Глубокое чувство, которому она не могла бы дать имени, поднялось и клокотало в ней. Перед её глазами, один за другим, проносились образы прежней Анны Валериановны. «Это я сделала её такой». И жалость, запрещённая «катехизисом» её юности, жарко вспыхнула в ней. Теперь… теперь, когда она знала, что дни, и её и Анны Валериановны уже сочтены – что дни! – возможно, сочтены уже и часы и минуты – теперь рухнуло всё, что разделяло их прежде. Уже не за что было бороться, нечего отнимать, не за что судить.

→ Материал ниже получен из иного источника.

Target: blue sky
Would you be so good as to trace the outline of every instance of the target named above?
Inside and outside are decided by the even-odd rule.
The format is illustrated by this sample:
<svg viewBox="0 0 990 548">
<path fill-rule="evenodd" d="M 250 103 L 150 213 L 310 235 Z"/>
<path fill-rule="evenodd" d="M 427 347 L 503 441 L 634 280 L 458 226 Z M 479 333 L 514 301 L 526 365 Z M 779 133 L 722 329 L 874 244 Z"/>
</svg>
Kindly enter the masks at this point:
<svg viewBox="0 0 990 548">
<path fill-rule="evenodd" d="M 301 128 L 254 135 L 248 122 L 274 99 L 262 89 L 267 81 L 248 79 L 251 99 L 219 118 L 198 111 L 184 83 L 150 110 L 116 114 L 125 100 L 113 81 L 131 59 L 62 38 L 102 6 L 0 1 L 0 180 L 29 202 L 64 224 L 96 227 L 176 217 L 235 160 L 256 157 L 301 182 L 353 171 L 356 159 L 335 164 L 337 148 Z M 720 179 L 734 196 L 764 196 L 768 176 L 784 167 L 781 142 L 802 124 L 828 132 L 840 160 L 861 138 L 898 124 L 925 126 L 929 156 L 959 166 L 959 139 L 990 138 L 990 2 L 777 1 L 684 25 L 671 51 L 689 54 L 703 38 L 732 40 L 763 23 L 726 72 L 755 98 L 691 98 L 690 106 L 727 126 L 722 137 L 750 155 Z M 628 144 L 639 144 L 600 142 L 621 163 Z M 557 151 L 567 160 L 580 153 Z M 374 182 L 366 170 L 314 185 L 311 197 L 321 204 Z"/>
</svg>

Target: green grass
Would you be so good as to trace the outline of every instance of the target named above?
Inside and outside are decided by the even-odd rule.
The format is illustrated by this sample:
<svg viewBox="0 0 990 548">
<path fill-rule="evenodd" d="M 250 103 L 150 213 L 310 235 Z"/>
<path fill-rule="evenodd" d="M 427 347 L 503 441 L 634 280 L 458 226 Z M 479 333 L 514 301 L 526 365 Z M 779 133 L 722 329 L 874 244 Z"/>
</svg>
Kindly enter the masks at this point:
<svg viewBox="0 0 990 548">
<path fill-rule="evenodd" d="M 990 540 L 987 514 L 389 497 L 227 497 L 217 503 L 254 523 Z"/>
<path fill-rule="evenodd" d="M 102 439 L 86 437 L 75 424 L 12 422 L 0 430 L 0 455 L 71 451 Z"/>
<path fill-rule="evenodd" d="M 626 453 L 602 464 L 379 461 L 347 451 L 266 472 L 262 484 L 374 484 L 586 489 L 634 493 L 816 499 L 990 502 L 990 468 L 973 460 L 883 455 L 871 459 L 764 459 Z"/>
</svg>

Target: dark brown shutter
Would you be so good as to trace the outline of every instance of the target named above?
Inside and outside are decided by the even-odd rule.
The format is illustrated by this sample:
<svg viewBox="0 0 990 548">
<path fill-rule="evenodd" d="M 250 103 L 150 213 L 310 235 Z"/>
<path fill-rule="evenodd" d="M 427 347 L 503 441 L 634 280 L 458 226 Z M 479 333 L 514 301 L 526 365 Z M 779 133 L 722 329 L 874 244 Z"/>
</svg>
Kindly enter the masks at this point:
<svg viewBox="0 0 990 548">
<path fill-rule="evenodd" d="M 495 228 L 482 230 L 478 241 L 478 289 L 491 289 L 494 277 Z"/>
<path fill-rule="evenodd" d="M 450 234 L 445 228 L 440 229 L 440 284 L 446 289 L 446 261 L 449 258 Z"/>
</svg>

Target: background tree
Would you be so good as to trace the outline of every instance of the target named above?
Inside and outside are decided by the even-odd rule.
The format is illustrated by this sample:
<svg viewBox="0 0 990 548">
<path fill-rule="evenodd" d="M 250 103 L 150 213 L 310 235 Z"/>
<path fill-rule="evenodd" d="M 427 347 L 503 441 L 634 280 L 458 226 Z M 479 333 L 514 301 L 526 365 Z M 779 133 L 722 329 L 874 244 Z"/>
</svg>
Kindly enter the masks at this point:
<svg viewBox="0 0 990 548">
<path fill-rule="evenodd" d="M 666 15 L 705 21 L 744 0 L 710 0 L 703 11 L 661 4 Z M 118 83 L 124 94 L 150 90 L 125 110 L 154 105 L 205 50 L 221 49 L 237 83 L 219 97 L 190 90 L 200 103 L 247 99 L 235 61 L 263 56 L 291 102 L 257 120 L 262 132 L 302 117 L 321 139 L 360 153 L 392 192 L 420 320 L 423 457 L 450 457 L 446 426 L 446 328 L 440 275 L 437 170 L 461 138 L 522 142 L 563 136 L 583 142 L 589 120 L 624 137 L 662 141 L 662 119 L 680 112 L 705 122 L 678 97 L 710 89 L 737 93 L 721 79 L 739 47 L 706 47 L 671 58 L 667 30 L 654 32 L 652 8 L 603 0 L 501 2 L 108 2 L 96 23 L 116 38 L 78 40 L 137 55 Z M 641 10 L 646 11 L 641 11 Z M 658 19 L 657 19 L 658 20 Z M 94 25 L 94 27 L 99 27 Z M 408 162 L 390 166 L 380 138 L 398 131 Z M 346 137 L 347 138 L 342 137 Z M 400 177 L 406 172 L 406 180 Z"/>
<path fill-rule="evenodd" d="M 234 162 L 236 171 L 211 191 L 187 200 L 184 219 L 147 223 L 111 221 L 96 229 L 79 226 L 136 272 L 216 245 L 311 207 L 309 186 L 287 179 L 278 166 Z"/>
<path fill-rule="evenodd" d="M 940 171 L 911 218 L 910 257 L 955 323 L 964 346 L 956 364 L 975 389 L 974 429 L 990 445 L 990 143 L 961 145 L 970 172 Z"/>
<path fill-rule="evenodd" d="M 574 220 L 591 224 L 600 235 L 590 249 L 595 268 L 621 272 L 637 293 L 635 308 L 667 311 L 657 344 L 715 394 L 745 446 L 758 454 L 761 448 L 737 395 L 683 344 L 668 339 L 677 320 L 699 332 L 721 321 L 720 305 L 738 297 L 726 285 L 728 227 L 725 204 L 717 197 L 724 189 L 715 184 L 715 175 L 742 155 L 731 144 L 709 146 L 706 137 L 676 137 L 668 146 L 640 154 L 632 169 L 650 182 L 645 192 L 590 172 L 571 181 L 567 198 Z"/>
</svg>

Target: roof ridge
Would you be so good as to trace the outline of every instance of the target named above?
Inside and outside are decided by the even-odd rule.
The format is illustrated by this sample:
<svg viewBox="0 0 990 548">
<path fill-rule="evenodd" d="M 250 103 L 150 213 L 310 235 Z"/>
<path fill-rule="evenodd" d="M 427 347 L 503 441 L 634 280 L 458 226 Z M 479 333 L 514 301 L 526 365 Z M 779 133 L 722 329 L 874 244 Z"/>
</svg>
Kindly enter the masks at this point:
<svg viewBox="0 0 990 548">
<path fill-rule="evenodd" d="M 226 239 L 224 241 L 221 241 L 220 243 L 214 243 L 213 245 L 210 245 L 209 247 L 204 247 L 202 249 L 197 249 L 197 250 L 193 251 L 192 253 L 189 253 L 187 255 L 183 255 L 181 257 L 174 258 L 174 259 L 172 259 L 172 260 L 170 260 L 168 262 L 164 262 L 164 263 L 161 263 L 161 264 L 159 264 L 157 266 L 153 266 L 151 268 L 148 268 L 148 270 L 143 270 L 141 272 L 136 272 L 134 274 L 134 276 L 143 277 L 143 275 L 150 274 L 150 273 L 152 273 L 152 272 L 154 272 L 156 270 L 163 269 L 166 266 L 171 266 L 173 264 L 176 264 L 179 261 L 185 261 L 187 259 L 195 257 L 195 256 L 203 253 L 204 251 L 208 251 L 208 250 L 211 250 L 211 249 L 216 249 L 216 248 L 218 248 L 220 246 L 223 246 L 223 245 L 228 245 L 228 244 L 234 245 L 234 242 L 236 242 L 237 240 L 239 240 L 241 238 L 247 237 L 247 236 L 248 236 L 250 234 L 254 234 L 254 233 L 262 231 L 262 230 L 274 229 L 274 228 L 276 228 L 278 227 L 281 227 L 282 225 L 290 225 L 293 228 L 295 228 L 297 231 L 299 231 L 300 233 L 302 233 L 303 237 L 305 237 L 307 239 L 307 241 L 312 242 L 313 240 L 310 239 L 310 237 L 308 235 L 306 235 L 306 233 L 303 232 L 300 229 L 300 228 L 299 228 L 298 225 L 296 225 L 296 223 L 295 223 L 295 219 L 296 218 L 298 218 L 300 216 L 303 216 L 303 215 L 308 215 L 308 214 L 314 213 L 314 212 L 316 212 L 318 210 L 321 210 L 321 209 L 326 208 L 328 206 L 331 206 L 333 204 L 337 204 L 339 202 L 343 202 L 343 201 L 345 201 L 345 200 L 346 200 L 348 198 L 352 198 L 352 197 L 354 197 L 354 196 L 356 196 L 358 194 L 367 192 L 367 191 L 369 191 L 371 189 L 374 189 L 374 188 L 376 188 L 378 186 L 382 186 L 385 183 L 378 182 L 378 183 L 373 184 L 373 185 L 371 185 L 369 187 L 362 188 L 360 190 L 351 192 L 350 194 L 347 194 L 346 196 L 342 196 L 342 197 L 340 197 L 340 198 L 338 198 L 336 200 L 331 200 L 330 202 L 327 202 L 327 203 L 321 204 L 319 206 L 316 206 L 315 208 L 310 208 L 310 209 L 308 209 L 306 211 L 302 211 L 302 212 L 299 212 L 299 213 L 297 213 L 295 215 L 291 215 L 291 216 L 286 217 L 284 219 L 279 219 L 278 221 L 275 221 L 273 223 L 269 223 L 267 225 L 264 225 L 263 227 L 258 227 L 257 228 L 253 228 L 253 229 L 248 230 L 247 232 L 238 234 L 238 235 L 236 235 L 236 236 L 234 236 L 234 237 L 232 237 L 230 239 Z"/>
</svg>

Они обе, они вместе стояли на пороге смерти.
Она не подошла, она побежала навстречу призраку прошлого. Она схватила её руку и жадно смотрела в её глаза.
– Гражданка Головина! – только и могла она крикнуть.
– Не прикасайся ко мне! – воскликнула Анна Валериановна и резко отдёрнула руку. – И отойди! Мне не нужно тебя видеть. – И старуха закивала головою. – И сколько раз, сколько раз повторяю: я не гражданка, я – госпожа Головина. – И она пошла снова.
– Постойте!
– Дорогу мне! – И старуха замахала палкой. – Кто ты, чтобы сметь мне стоять на дороге? Откуда у тебя эта дерзость? Видишь: это я иду! Вон с моего пути!
Варвара отступила на шаг, Анна Валериановна, шепча что-то невнятное, стояла, размахивая палкой.
Какой-то прохожий остановился, оттолкнув старуху.
– Эй, пугало воронье! Тоже ведь персона! На комиссара машешь палкой!
И обернувшись к Варваре, добавил:
– Товарищ, видали когда-нибудь старорежимную барыню? Вот пережиток прошлого! Картина!
Этот комиссар был молод. О прошлом он не мог судить как очевидец. Лицо у него было доброе, и он уверенно-простодушно сказал:
– Кровь народную сосала!
Мальчики, осмелев, снова окружили старуху и дразнили её, а она всё размахивала своей палкой.
– Что она делает здесь? – спросила Варвара.
– Да что ж она может делать? Помирает с голоду.
– Но всё-таки, чем же питается?
– А должно быть, ничем не питается, – улыбнулся комиссар. – Живёт просто от собственной злости.
Подошедшая женщина вступила в разговор.
– А ей дают кусочки… старые граждане, кто помнит… Она, говорят, раньше что-то сделала для города.
Комиссар отнёсся к этому скептически и враждебно.
– Сделала! Значит, было награбленное от народа, из чего делать. А кормить таких – зачем? У нас самих еды недостаточно. У людей дети есть.
Женщина не унималась:
– А вот говорят, она построила этот госпиталь и отдала народу.
– Ха! – сплюнул комиссар. – Не отдала б, так народ сам бы взял.
Мальчишка, что посмелей, тоже вступил в разговор:
– А наш учитель говорит: пусть живёт, она нужна для пропаганды…
– Для пропаганды? – удивилась Варвара.